Şu 15 Temmuz darbe girişiminden sonra neyi farkettim biliyor musunuz; adı karşıma ilk çıktığı andan itibaren Fethullah Gülen denen şerefsiz vatan haininden hiç hazzetmediğimi… Hatta hiç unutmam, 1990 yılında İstanbul Büyükşehir Belediyesi bünyesinde kontrol mühendisi olarak çalışırken, kontrolluğunu yaptığım müteahhit firmanın bir çalışanı bana uzun uzun Hocaefendi(?!) hazretlerini anlatmıştı. Yüzünde hep bir müraî gülümseme, üzerinde hep bir sahte iyilik perisi edası vardı. Hiç beni etkileyemedi. Düşünün o tarihten kim bilir ne kadar bir süre önce bu aşağılık çete faaliyete geçmişti ve kim bilir kimler tarafından korunup kollanmaktaydı.
Oğlum Alper Antalya Koleji’nde okuyordu ve basketbolde çok iyiydi. Spor hocaları Alper’i okul takımına almışlardı. Mezun olmasına yakın peşimize Toros Koleji ya da yalan olmasın benzeri isimli bir lise düşmüştü. Telefonuma mesaj atıyorlar, hatta tanıdık öğretmenler vasıtasıyla zırt pırt arayarak ısrarla Alper’i bu okula vermemizi istiyorlardı. Basketbolda iyi olduğu için bize %100 burs vereceklerini eklemeyi de ihmal etmiyorlardı. Cevabım şu oldu: “Biz Kemalistiz, dinci bir okula çocuğumu bedava da olsa veremem.

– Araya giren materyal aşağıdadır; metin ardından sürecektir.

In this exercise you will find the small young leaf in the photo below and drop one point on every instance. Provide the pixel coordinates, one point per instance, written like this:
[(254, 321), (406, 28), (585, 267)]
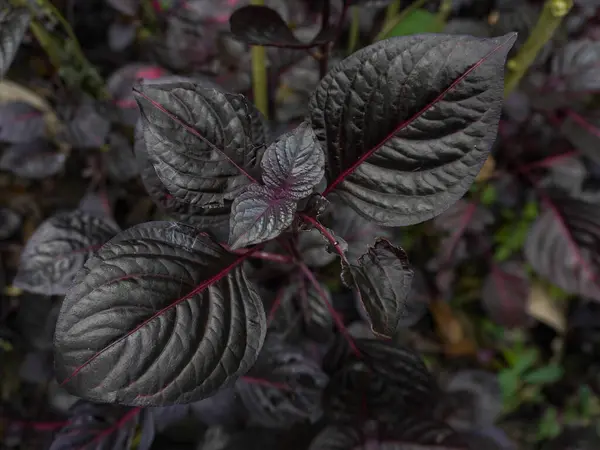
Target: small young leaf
[(201, 142), (294, 164), (384, 278), (13, 23), (260, 25), (144, 289), (58, 250), (400, 150), (259, 214)]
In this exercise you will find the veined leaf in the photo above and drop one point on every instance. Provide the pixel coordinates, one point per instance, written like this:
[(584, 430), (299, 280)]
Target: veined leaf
[(401, 151), (161, 315)]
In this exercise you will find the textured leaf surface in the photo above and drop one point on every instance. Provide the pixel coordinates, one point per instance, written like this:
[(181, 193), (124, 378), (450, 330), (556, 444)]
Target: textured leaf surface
[(563, 246), (98, 427), (292, 389), (294, 164), (33, 160), (58, 250), (261, 25), (200, 141), (259, 214), (13, 23), (505, 293), (20, 122), (577, 66), (384, 277), (161, 315), (400, 150), (214, 220)]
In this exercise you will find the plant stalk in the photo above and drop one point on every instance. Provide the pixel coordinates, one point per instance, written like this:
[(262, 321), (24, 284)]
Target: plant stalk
[(259, 74), (389, 26), (547, 24)]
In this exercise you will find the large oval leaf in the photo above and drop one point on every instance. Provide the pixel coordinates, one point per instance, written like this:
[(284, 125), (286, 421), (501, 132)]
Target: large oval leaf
[(201, 142), (408, 122), (161, 315), (563, 246), (58, 250)]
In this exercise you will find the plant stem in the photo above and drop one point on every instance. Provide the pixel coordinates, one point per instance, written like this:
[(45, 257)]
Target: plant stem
[(547, 24), (354, 30), (389, 26), (259, 74)]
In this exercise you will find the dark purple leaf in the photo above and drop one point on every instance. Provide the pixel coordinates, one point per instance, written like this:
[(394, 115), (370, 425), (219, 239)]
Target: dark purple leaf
[(400, 150), (294, 164), (137, 296), (58, 250), (13, 24), (505, 294), (409, 433), (384, 277), (201, 142), (121, 35), (20, 122), (563, 246), (127, 7), (576, 67), (258, 215), (10, 222), (33, 160), (474, 400), (99, 427), (119, 159), (583, 132), (213, 220), (261, 25), (283, 388)]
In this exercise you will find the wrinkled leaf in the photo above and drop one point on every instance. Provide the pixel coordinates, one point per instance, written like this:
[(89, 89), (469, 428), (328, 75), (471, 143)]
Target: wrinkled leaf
[(294, 164), (58, 250), (401, 151), (504, 295), (384, 277), (13, 24), (20, 122), (292, 387), (259, 214), (33, 160), (165, 280), (563, 246), (200, 141)]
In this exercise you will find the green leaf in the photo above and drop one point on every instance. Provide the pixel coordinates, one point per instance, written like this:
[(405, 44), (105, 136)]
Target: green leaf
[(544, 375), (417, 21)]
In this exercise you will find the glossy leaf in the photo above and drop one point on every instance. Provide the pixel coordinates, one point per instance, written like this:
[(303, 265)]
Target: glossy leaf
[(384, 277), (213, 220), (201, 142), (291, 391), (33, 160), (261, 25), (165, 280), (259, 214), (294, 164), (505, 294), (401, 151), (563, 246), (20, 122), (13, 24), (58, 250)]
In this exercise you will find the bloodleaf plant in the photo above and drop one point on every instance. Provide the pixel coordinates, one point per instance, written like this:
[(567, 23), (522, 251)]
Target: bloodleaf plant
[(169, 312)]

Bir daha aramayın.”
Kim bilir kaç çocuğu parasal güçlerini kullanarak kandırdılar ve kim bilir bu çocukların kaçı şimdi nerelerde ne yapıyor?

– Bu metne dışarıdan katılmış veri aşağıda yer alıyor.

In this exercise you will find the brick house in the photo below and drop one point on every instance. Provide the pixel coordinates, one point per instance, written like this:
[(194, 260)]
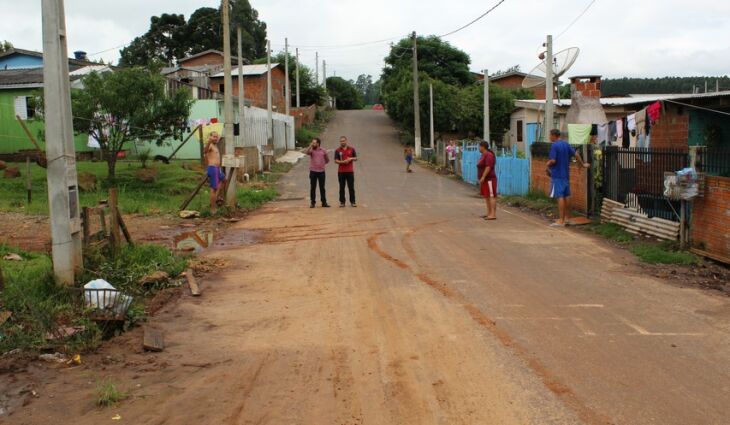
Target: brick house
[(255, 83)]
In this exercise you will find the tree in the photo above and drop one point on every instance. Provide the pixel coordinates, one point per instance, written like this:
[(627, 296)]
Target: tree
[(344, 92), (128, 105), (310, 93), (171, 38), (5, 45)]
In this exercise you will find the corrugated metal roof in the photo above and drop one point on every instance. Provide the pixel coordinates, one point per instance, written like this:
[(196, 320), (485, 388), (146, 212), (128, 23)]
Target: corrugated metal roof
[(248, 70)]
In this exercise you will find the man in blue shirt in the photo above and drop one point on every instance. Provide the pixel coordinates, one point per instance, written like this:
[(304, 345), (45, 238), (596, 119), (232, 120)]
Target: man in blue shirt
[(559, 170)]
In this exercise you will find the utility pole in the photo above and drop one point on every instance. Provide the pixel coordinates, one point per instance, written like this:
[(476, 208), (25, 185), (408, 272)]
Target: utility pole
[(63, 193), (297, 71), (316, 65), (549, 106), (430, 98), (241, 100), (487, 135), (287, 86), (416, 106), (269, 111)]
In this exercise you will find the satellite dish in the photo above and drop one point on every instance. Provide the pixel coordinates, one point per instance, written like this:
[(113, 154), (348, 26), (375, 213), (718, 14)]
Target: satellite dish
[(562, 61)]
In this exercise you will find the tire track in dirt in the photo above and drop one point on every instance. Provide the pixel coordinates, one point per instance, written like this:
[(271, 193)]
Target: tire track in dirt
[(552, 382)]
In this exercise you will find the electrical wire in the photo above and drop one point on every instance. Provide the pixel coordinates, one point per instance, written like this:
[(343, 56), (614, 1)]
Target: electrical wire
[(580, 15), (474, 20)]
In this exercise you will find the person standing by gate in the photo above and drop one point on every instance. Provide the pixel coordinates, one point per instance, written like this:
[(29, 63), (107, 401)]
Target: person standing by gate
[(488, 179), (345, 156), (318, 160), (559, 171)]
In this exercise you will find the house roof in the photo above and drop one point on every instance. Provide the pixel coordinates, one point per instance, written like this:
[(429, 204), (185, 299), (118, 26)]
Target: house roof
[(249, 70), (625, 101), (15, 51)]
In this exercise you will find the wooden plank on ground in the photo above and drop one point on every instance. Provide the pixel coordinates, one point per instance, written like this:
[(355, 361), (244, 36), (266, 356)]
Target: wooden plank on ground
[(192, 283), (153, 340)]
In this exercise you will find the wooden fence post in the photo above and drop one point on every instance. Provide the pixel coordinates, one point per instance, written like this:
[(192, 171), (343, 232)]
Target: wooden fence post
[(114, 234)]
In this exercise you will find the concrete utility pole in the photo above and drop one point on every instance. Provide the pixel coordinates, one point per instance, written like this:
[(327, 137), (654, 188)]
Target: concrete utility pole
[(241, 100), (487, 135), (228, 103), (63, 193), (549, 106), (416, 106), (269, 106), (297, 71), (287, 86), (430, 101)]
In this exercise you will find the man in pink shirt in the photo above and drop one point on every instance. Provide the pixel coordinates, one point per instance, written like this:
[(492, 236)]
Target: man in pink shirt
[(318, 161)]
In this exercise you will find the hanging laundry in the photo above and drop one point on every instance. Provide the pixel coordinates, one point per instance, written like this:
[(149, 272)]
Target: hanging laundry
[(654, 110), (619, 129), (602, 133), (579, 134), (631, 122)]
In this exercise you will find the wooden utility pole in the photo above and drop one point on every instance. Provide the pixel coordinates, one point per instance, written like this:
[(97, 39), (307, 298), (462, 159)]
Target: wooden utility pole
[(269, 106), (241, 99), (63, 193), (430, 101), (297, 71), (287, 86), (228, 104), (487, 136), (549, 106), (416, 106)]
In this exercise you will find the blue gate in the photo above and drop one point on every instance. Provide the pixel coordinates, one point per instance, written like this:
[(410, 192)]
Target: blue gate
[(513, 173)]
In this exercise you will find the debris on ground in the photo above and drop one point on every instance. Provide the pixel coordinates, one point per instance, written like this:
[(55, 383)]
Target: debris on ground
[(13, 257), (155, 277), (189, 214)]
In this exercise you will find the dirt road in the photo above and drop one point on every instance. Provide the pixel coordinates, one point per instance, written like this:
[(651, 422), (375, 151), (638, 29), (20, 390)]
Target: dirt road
[(410, 309)]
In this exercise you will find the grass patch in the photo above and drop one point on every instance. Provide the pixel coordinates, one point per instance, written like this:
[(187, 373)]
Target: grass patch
[(135, 197), (664, 253), (612, 232), (107, 393), (536, 201)]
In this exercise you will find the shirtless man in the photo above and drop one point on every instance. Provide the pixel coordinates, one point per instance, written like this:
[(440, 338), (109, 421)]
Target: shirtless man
[(216, 178)]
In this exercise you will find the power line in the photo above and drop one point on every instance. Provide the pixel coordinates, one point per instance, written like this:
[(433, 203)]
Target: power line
[(474, 20), (580, 15)]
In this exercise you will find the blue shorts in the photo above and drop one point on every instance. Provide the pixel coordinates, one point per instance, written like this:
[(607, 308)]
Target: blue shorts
[(559, 188), (215, 176)]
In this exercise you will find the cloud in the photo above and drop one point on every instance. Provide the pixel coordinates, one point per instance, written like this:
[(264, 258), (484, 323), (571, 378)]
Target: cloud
[(616, 38)]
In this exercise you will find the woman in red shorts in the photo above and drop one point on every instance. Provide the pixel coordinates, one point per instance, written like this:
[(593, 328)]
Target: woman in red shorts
[(488, 179)]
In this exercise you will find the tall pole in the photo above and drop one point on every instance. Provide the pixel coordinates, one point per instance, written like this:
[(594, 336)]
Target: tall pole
[(241, 101), (63, 193), (549, 106), (228, 103), (430, 101), (297, 71), (287, 86), (487, 135), (269, 111), (416, 106)]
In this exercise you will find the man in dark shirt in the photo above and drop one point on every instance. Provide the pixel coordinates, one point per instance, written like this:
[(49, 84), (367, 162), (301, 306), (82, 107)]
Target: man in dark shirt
[(345, 156), (559, 170)]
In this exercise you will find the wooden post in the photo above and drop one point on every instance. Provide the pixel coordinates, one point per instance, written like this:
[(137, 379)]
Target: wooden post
[(28, 180), (114, 234)]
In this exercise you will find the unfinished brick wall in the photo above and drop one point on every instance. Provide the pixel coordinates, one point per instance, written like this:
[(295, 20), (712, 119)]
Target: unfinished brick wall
[(672, 128), (540, 182), (710, 220)]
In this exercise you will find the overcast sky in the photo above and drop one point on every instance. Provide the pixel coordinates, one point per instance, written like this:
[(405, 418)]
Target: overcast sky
[(616, 37)]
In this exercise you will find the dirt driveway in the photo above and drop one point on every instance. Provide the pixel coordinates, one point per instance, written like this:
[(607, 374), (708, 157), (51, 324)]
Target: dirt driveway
[(409, 309)]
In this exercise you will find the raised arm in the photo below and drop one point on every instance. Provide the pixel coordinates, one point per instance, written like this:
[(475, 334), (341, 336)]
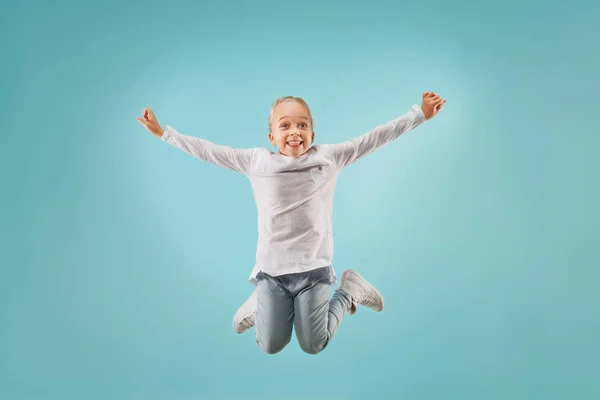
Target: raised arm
[(238, 160), (346, 153)]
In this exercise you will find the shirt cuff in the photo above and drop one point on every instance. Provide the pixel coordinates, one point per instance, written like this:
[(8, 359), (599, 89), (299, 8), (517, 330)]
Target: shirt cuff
[(168, 134), (416, 109)]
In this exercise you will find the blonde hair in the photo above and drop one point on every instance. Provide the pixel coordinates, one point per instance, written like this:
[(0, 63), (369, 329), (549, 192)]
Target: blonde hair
[(290, 98)]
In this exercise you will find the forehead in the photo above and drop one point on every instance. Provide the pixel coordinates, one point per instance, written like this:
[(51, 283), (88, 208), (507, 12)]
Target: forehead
[(290, 109)]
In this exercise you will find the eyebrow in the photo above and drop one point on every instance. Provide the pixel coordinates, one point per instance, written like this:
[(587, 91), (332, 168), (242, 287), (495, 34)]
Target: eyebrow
[(288, 117)]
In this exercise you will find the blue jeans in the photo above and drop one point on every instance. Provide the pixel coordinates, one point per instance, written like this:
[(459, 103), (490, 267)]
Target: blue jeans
[(300, 300)]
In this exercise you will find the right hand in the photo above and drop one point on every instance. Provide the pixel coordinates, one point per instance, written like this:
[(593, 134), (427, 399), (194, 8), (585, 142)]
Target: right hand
[(150, 122)]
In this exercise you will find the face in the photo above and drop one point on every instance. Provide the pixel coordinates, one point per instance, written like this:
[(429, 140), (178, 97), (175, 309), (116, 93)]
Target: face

Demem o ki; “Alnı secdeye değiyor” kısır ve sığ yaklaşımına takılıp hiçbir zaman, koynunda engerek besleyen ve o yılan tarafından sokulduktan sonra “kandırıldık” bahanesine sığınan biri olmadım.
Hiçbir zaman işine geldiği sürece kol kola olduğum ortağımla sonradan ganimeti paylaşmakta ihtilâfa düşünce kanlı bıçaklı düşman da olmadım.
O nedenle şimdi şu aşağıdaki soruları sorma hakkını kendimde buluyorum:
Bu hain terör çetesi mensupları Türk Milletinin şerefli subaylarını, akademisyenlerini, saygın gazetecilerini sahte delillerle, kumpaslarla hapislere tıkarken “Bu davanın savcısı benim” diyenlerin acaba şimdi vicdanları sızlıyor mu?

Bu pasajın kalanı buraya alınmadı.